Molecular Graphics and Computation Facility, College of Chemistry, University of California, Berkeley, CA 94720, USA.
Divisions of Environmental Health Sciences and Biostatistics, School of Public Health, University of California Berkeley, CA 94720, USA.
Brief Bioinform. 2022 May 13;23(3). doi: 10.1093/bib/bbac114.
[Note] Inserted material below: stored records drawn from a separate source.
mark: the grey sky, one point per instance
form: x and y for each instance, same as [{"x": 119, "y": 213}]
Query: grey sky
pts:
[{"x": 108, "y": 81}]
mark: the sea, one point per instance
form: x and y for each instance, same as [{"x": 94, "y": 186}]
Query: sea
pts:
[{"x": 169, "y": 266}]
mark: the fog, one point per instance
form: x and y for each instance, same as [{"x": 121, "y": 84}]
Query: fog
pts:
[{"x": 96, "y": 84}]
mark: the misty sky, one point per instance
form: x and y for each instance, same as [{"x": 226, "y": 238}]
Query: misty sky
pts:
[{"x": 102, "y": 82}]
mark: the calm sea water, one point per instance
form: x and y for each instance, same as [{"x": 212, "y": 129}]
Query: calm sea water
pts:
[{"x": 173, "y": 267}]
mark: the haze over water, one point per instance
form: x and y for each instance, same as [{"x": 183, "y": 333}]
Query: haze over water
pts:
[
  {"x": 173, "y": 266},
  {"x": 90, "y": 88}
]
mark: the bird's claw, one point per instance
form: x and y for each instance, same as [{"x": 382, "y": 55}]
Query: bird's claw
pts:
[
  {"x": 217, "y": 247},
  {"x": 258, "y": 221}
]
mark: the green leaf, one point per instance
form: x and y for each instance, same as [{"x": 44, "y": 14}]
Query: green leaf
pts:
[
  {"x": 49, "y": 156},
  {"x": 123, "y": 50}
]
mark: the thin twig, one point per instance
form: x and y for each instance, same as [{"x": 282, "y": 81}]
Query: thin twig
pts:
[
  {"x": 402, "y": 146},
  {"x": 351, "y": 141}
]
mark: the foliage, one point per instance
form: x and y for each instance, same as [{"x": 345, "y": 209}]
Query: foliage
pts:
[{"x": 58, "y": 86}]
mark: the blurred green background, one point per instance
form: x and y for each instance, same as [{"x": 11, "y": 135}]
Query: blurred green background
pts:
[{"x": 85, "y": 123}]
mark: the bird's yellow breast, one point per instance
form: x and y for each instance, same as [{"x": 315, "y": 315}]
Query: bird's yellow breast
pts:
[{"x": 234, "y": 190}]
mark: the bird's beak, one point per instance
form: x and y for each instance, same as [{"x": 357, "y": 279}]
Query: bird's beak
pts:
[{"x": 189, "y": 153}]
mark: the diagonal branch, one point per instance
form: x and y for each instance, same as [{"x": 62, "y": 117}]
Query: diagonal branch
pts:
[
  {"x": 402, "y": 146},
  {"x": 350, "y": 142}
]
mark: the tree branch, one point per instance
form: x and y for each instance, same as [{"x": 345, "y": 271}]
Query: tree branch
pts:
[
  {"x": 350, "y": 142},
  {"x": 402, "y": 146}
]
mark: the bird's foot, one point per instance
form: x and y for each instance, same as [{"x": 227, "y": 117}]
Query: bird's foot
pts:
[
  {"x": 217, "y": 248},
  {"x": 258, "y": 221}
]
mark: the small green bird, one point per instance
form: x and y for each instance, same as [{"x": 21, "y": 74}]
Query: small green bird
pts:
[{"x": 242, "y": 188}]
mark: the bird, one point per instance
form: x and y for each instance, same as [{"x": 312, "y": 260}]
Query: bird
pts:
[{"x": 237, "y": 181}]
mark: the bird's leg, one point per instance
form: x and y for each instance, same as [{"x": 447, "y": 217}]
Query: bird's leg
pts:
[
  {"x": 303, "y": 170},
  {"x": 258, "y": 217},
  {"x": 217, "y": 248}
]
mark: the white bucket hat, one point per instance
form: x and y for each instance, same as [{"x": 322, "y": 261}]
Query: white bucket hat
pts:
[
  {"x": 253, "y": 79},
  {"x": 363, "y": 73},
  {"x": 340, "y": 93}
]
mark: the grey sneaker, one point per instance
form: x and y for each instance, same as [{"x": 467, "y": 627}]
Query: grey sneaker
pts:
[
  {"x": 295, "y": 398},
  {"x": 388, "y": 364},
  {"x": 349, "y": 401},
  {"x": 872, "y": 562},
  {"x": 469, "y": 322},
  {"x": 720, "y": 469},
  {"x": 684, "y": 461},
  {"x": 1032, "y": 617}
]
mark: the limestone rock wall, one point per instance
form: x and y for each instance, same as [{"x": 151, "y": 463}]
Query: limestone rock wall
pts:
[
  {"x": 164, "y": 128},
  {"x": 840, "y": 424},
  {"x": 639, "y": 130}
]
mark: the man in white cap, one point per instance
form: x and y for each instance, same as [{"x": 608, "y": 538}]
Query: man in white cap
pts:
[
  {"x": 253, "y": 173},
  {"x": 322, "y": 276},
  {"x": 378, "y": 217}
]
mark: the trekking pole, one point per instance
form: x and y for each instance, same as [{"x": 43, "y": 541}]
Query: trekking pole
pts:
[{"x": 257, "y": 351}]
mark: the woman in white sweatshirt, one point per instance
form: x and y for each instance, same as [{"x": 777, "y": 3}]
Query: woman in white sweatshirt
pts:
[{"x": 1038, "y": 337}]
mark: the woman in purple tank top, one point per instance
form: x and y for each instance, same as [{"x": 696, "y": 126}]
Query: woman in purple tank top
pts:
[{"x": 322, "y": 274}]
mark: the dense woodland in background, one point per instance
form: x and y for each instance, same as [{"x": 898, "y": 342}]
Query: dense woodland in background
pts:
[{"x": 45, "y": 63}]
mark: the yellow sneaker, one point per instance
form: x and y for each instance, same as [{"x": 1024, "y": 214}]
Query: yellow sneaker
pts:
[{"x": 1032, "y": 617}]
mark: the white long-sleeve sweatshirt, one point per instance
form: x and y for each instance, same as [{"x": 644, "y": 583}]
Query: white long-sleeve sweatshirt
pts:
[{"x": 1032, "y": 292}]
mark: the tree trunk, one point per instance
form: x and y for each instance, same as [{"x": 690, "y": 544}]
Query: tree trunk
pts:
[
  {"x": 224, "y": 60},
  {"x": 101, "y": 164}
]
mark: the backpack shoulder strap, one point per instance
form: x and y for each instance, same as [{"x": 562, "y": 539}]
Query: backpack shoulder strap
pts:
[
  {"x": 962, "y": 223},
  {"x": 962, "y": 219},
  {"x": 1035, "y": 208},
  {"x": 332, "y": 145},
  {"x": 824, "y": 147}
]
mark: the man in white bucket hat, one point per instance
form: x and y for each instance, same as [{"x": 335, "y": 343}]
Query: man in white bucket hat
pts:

Nuclear receptors (NRs) are important biological targets of endocrine-disrupting chemicals (EDCs). Identifying chemicals that can act as EDCs and modulate the function of NRs is difficult because of the time and cost of in vitro and in vivo screening to determine the potential hazards of the 100 000s of chemicals that humans are exposed to. Hence, there is a need for computational approaches to prioritize chemicals for biological testing. Machine learning (ML) techniques are alternative methods that can quickly screen millions of chemicals and identify those that may be an EDC. Computational models of chemical binding to multiple NRs have begun to emerge. Recently, a Nuclear Receptor Activity (NuRA) dataset, describing experimentally derived small-molecule activity against various NRs has been created. We have used the NuRA dataset to develop an ensemble of ML-based models to predict the agonism, antagonism, binding and effector binding of small molecules to nine different human NRs. We defined the applicability domain of the ML models as a measure of Tanimoto similarity to the molecules in the training set, which enhanced the performance of the developed classifiers. We further developed a user-friendly web server named 'NR-ToxPred' to predict the binding of chemicals to the nine NRs using the best-performing models for each receptor. This web server is freely accessible at http://nr-toxpred.cchem.berkeley.edu. Users can upload individual chemicals using Simplified Molecular-Input Line-Entry System, CAS numbers or sketch the molecule in the provided space to predict the compound's activity against the different NRs and predict the binding mode for each.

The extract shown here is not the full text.